The Double Down sandwich has come to Canada.
This news isn't surprising, but in watching the commercial that announced this news, there was one intriguing difference between the U.S. and Canadian versions.
The Canadian commercial mentioned that the sandwich contained "processed cheese." The sign at a KFC location at a Canadian mall said "processed Monterey Jack cheese." (In Canada, processed is pronounced PRO-cessed, unlike the American pronunciation of pro-CESSED.)
The U.S. ads say cheese without mentioning that it is processed. It's the same "cheese" so why the difference? United States' standards from the FDA and USDA to the FTC allows processed cheese product to be labeled as "cheese." Canadian standards don't allow you to do that.
Why would you call it processed cheese if it wasn't? But the better question is why the U.S. allows something that isn't cheese to be called "cheese."
Proper food labeling should be obvious: call the food what it is from an objective standpoint. Unfortunately, U.S. standards strongly discourage this.
Nacho "cheese." Cheese sauce that is portrayed as "cheese." Dairy Management pushing highly processed fat-laden cheese. The government is in the cheese business, but they aren't focused so much on actual cheese.
"There is no food closer to my heart than cheese. In fact, according to my doctor, it has nearly filled my aorta." said Stephen Colbert, who is growing into a food expert, as he mocked the use of cheese in last Tuesday's "Thought for Food."

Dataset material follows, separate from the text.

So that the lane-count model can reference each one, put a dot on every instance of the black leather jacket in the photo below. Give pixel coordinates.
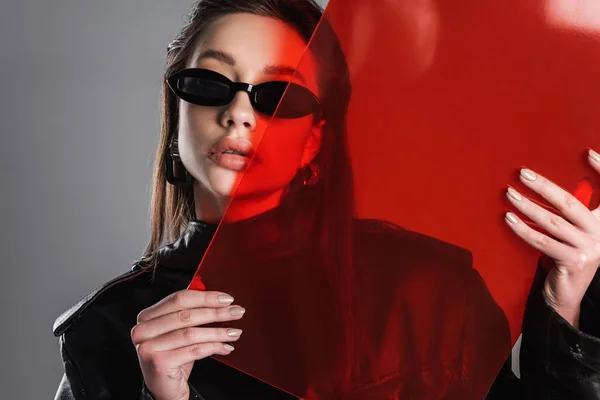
(557, 361)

Colbert pulled out a slice of American cheese, straight out of the wrapper. This food is known as American cheese, even if the label clearly states: "pasteurized processed cheese product."

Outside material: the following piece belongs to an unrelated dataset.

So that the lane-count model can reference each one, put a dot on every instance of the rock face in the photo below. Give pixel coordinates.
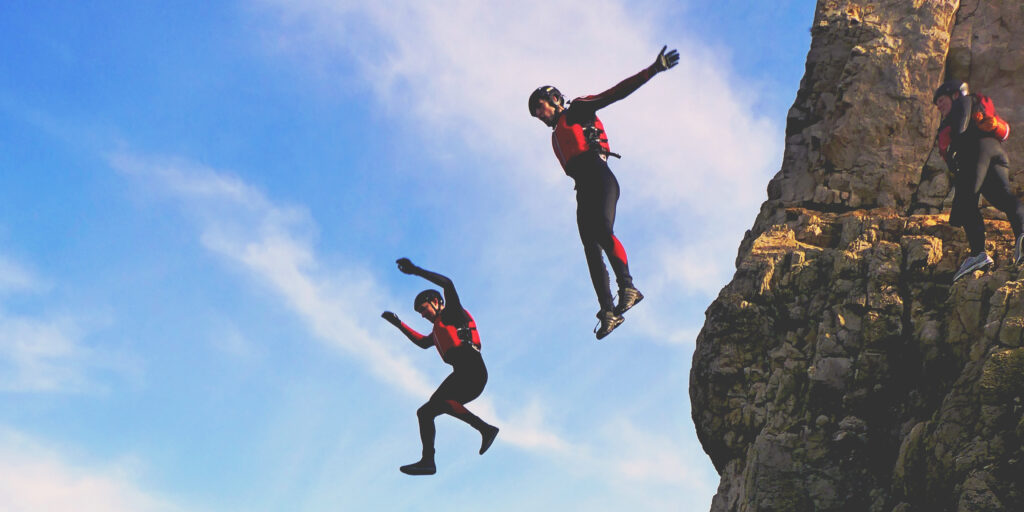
(841, 370)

While the label in small print spells out the truth, the food manufacturers are allowed in larger letters to say "American cheese." This isn't cheese. Nacho "cheese" isn't cheese.
Food consumers complain that foods are deceptively portrayed; there will be some of that regardless. But having a system of food standards — not run by the USDA — could be implemented where food has to meet a basic set of rules to be labeled as something that might constitute the product in question.
In other words, we shouldn't call something cheese unless it really is cheese. If processed cheese is processed, we shouldn't be afraid to call that out. We can handle the truth, and the cheese as long as both are real.